Evidently, the cost function must be such that the alignment of amino acids ${A}_{i}^{(1)}$ and ${A}_{j}^{(2)}$ is favoured if the associated profile components ${c}_{i}^{(1)}$ and ${c}_{j}^{(2)}$ are similar, so that the cost increases if aligned components are more different. Inserting a gap is penalized in two different ways. First, the chain in which the gap is inserted needs to be broken. From a structural point of view this is equivalent to a disruption of a number of contacts, which is less likely in parts of the chain that are more highly connected, since more contacts have to be broken.
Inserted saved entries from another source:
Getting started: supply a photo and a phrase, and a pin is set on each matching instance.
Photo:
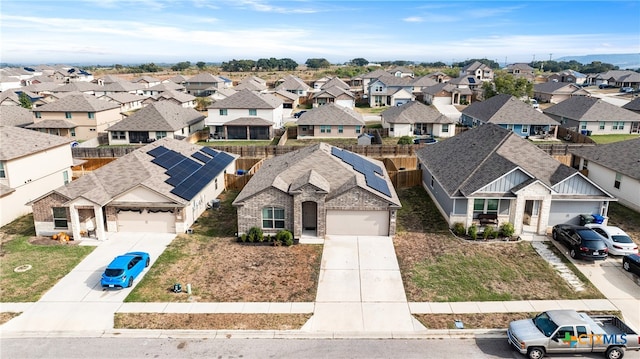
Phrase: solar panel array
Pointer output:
(189, 177)
(373, 174)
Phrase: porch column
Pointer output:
(75, 223)
(100, 232)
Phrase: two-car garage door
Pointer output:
(146, 221)
(372, 223)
With a second penalty we model that it is less likely that the inserted chain part (that is opposite to the gap) is very highly connected to the rest of the structure because a higher number of contacts imposes stronger steric constraints.
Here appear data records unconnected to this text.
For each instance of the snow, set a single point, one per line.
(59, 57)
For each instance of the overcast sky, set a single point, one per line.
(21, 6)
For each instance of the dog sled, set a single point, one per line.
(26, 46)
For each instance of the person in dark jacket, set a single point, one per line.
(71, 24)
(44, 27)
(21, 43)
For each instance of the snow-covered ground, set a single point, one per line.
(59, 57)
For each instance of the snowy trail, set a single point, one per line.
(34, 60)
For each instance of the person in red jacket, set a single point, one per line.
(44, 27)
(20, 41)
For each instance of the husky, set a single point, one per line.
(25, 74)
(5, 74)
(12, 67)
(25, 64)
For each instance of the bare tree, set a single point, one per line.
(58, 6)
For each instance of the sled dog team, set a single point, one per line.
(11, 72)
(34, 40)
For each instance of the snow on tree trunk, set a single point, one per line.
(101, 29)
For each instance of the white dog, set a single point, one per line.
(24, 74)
The entangled use of these 'break' and 'insert' contributions to the gap penalty models the inherent ignorance of whether a gap in the alignment was caused by the deletion of a fragment from one chain during evolution, or by the insertion of a fragment in the other chain.

A detailed description of the path cost function and the parameters used can be found in the Methods section below.

Being equipped with a cost function, the cheapest path can be selected through very efficient standard algorithms. Here we used Dijkstra's shortest path algorithm [12], but dynamic programming algorithms, like Smith-Waterman [13] or Needleman-Wunsch [14] would have been equally applicable.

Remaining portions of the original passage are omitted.